Standort und Verbreitung
Der Wilde Hausschwamm wächst bevorzugt auf totem Nadelholz, etwa auf gefällten Stämmen, Stubben und liegendem Totholz in Wäldern. Seltener besiedelt er auch Laubholz oder verbautes Holz in Gebäuden. Die Art ist in Europa weit verbreitet und kommt in gemäßigten Nadelwaldgebieten vor, darunter in Deutschland, Österreich und der Schweiz. Die Erscheinungszeit liegt von September bis November, wobei feuchte Witterungsbedingungen das Wachstum begünstigen.
Besonderheiten
Der Wilde Hausschwamm ist ein effektiver Braunfäuleerreger, der die Zellulose des Holzes abbaut und dabei charakteristische würfelförmige Risse im befallenen Material hinterlässt.

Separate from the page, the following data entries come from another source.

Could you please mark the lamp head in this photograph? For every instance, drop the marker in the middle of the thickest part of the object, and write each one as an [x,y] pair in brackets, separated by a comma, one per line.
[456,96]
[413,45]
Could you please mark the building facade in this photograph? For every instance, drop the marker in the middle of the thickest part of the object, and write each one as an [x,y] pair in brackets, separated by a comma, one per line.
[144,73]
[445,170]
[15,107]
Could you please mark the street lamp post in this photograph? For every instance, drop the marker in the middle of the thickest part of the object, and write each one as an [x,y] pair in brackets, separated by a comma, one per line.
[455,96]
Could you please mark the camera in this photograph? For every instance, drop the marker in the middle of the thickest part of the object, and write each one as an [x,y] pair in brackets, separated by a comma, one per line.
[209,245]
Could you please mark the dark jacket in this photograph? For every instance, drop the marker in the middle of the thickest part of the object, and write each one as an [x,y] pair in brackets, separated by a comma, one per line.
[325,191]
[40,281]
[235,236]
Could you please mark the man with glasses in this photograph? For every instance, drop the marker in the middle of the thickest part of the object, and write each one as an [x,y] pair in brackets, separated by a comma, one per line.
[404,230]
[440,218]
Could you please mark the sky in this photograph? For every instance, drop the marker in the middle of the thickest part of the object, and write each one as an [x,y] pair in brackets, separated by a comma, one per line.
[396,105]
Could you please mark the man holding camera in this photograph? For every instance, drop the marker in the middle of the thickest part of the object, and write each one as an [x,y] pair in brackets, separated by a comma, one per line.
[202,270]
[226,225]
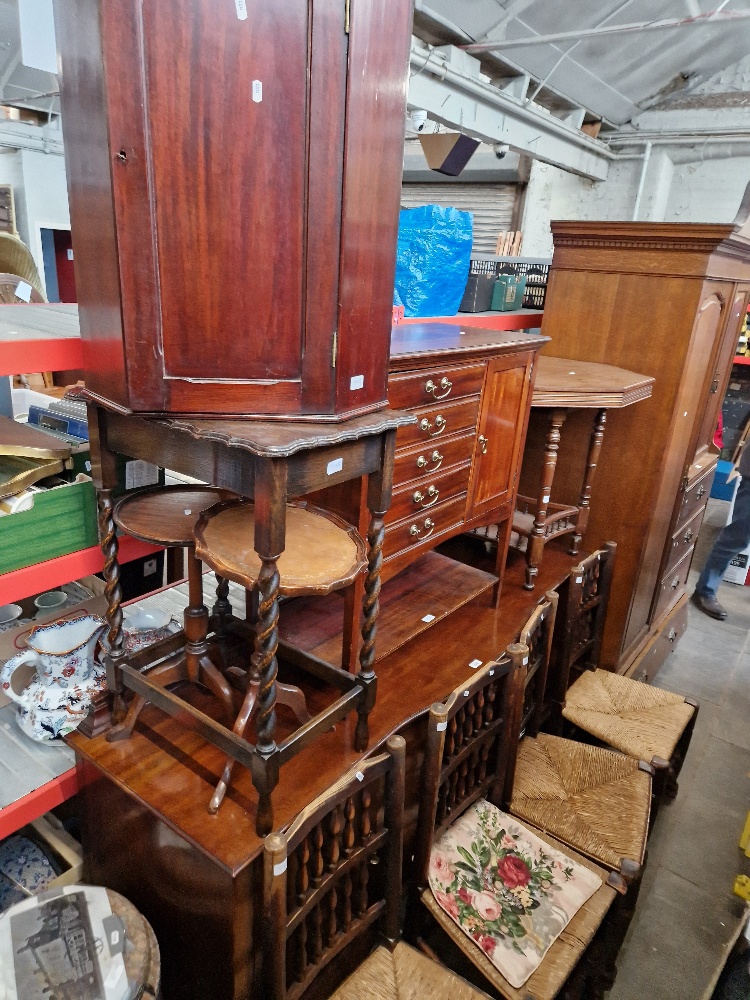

Er gilt als naher Verwandter des gefürchteten Echten Hausschwamms, der im Gebäudebereich erhebliche Schäden anrichten kann. Im Gegensatz zu diesem tritt der Wilde Hausschwamm jedoch überwiegend im Freiland auf und ist im Baubereich weniger problematisch. Dennoch sollte ein Befall an verbautem Holz ernst genommen werden. Die Art ist nicht essbar. Eine Verwechslung mit ähnlichen resupinaten Pilzarten ist möglich und erfordert genaue Betrachtung der Porenstruktur und Färbung.